Un dolor callado
«El sufrimiento exige un lenguaje íntimo que sólo el arte y el amor saben articular. Paseas, con la cabeza gacha, mirando el suelo, por las calles vacías de las ciudades, sin turistas en las terrazas de los bares o los restaurantes»
«¿Y esto, puede escribirlo?», le preguntaron a Anna Ajmátova frente a la cárcel. La tierra estaba nevada, hacía frío. Todos la miraban. «Sí, puedo», respondió, y escribió un largo poema titulado Réquiem. Era el tiempo de los gulags, del terror soviético. Ahora vivimos el tiempo de la pandemia, y el horror es otro, pero también haría falta un poeta para contarlo. Las cifras no reflejan el sufrimiento cotidiano de la gente, su humanidad herida. Nos hablan del número de muertos –acercándose ya a los sesenta mil en España–, de la caída histórica de nuestro PIB –similar a la que sufrimos durante los años de la Guerra Civil– y de las tasas crecientes de desempleo. Nos hablan de la pobreza severa que aflige a tantos españoles –cerca de ochocientos mil, según Oxfam– y de las dificultades de tantos otros para llegar a fin de mes. Sabemos todo esto, pero no vemos el rostro de las personas ni sondeamos el dolor real que las aqueja.
El sufrimiento exige un lenguaje íntimo que sólo el arte y el amor saben articular. Paseas, con la cabeza gacha, mirando el suelo, por las calles vacías de las ciudades, sin turistas en las terrazas de los bares o los restaurantes.
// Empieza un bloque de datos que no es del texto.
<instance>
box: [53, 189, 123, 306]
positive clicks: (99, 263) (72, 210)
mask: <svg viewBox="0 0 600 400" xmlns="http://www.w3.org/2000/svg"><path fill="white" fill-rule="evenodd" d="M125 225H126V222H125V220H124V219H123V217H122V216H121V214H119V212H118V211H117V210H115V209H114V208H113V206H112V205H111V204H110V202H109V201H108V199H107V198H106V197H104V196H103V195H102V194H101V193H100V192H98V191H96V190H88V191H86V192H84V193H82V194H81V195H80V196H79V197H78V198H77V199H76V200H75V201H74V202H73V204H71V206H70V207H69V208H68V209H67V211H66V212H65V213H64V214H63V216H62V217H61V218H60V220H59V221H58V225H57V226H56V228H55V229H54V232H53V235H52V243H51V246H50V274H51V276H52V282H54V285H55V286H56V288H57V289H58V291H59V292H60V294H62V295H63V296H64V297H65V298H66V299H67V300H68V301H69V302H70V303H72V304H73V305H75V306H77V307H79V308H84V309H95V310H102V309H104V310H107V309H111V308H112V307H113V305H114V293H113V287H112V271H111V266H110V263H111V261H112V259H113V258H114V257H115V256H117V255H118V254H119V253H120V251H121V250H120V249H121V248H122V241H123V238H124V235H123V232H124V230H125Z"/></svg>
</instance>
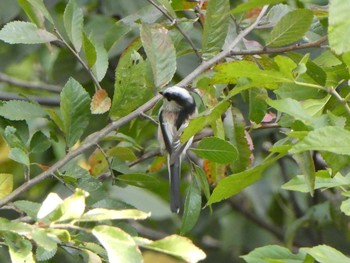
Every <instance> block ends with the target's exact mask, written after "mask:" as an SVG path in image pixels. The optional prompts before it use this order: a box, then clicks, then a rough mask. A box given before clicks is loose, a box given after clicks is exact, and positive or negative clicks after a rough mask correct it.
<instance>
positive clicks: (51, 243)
mask: <svg viewBox="0 0 350 263" xmlns="http://www.w3.org/2000/svg"><path fill="white" fill-rule="evenodd" d="M55 238H56V237H55ZM32 239H33V240H34V241H35V243H37V244H38V245H39V246H40V247H42V248H43V249H45V250H48V251H51V250H54V251H56V250H57V242H56V241H55V239H54V238H52V237H50V235H49V234H48V233H47V232H46V231H45V230H44V229H40V228H38V229H35V230H34V231H33V233H32ZM56 240H57V239H56Z"/></svg>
Sabes que hay un sufrimiento callado del cual sólo nos llegan los ecos: gente mayor, encerrada en su casa o en su residencia, aislada de su familia y de sus amigos; familias jóvenes que han perdido el trabajo o han visto reducido su sueldo por un ERTE de mal pronóstico; autónomos que luchan por no cerrar sus empresas… La angustia crece y se agazapa en los lugares más insospechados. He conocido a pacientes con cáncer que han muerto, seguramente antes de hora, debido a los retrasos causados por la pandemia. He conocido a trabajadores de clase media que acuden puntuales todos los jueves a los comedores de Cáritas y de la Cruz Roja. He visto a personas descomponerse mentalmente, rotas por el sufrimiento que ha provocado el coronavirus. Percibo el rencor que se propaga en voz baja, la inquina que arraiga y se dispara contra quién sea; lo importante es que sea contra alguien: un edil local, un presidente autonómico, el director de una sucursal bancaria, un maestro de escuela…
Cuando esto termine, ¿en qué paisaje de ruinas estaremos inmersos? ¿Cuánto durarán las secuelas psicológicas? ¿Y las económicas? ¿Y las familiares? La humanidad es fuerte y saldrá adelante, pero siempre hay caídos –hombres y mujeres para los que no hay vuelta atrás–. El tiempo es inmisericorde con todos; el paisaje, desolador. «La realidad es una fuerza potentísima», decía Pla, y es la realidad la que se ha impuesto durante este último año, con una plaga que nos desnuda y nos recuerda que somos mucho más débiles de lo que creíamos. Más frágiles, más pobres, más mortales… Hombres, en definitiva, que vagan entre ruinas: una distopía en alta definición y con efectos 3D. ¿Quién lo narrará? No los científicos sociales, ni los políticos, ni los analistas. Sólo podrá hacerlo un escritor como Ajmátova, mientras esperaba ver a su hijo preso en una cárcel de la URSS.